]> www.infradead.org Git - users/jedix/linux-maple.git/commitdiff
SPARC64: ds driver: Make memory allocations ATOMIC and enhance debugging
authorAaron Young <Aaron.Young@oracle.com>
Wed, 23 Nov 2016 16:02:02 +0000 (11:02 -0500)
committerAllen Pais <allen.pais@oracle.com>
Sun, 22 Jan 2017 15:38:37 +0000 (21:08 +0530)
This patch fixes the following issues:

1. BUG 25107317 - Kernel Panic: Watchdog HARD LOCKUP out of ds_cap_fini()
2. BUG 24787856 - Forward port 19811909 - Unnecessary
                  warning - ldom_req_sp_token

BUG 25107317 appears to be caused by the ds driver allocating memory using
the GFP_KERNEL flag (which can result in sleeping) while holding a spinlock.
This is a violation of rules and resulted in the panic.

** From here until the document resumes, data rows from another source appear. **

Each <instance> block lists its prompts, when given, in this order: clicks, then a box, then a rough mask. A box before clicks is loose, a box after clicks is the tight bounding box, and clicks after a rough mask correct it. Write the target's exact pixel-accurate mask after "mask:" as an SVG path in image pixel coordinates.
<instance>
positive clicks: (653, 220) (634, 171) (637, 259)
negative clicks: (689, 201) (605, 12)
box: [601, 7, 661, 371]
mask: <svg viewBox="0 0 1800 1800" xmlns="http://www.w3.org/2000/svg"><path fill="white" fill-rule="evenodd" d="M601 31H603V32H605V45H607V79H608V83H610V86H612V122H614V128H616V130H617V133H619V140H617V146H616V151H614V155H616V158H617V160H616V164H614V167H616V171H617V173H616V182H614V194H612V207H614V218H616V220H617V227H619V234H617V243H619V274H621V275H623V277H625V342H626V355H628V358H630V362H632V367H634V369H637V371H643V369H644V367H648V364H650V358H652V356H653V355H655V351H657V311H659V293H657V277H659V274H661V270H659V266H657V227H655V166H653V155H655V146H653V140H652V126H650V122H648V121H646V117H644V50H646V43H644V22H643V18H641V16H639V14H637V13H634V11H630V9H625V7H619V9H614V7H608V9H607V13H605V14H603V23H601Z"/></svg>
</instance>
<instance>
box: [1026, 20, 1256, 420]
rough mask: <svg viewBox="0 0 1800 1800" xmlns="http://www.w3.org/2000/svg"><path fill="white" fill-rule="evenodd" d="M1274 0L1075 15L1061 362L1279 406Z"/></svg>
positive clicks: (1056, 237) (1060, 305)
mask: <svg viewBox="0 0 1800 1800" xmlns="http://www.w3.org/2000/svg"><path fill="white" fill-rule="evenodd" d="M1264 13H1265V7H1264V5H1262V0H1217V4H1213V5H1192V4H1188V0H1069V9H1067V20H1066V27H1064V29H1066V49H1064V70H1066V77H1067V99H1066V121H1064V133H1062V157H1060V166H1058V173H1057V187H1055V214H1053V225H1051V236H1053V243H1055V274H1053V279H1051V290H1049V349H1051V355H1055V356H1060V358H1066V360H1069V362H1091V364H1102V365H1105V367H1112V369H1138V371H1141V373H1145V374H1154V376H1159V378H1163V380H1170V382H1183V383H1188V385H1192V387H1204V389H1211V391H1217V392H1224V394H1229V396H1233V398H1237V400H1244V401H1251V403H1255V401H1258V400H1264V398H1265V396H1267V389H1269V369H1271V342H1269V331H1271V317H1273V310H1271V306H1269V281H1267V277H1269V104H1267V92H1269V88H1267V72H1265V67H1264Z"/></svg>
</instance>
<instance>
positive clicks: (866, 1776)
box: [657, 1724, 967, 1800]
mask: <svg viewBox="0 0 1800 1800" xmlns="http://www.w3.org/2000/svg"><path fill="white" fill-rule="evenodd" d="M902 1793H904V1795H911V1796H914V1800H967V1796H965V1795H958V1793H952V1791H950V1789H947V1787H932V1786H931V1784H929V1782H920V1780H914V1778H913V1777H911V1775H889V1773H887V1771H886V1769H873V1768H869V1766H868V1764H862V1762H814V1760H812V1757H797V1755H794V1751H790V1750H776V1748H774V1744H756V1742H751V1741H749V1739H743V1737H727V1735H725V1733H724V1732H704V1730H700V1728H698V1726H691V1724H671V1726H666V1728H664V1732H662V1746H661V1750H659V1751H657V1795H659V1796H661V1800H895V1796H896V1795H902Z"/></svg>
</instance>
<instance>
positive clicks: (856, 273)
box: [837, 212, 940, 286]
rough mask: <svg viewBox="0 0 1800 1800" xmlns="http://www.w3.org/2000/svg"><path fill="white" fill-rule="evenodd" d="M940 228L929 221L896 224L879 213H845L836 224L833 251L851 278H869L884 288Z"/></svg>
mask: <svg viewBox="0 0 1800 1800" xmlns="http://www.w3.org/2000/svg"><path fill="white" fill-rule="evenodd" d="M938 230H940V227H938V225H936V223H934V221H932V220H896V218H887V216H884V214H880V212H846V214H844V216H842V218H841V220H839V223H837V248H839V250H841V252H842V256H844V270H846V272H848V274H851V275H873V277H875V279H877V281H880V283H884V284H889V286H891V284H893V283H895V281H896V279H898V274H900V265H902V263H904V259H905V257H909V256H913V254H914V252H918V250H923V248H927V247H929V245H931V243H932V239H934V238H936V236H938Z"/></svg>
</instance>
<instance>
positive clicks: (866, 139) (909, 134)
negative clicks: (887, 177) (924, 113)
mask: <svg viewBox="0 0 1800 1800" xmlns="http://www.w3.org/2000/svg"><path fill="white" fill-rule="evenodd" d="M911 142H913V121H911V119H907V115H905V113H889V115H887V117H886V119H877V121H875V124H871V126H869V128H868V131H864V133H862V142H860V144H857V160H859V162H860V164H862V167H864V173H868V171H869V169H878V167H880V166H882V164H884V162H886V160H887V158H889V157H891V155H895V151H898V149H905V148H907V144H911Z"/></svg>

To fix BUG 24787856, the error message in question was changed to a
printk_once() which will result in the message only appearing once
in the console log instead of repeatedly.

The debugging facility in the driver was also enhanced by adding 3 separate
debug levels for the ds driver debug messages.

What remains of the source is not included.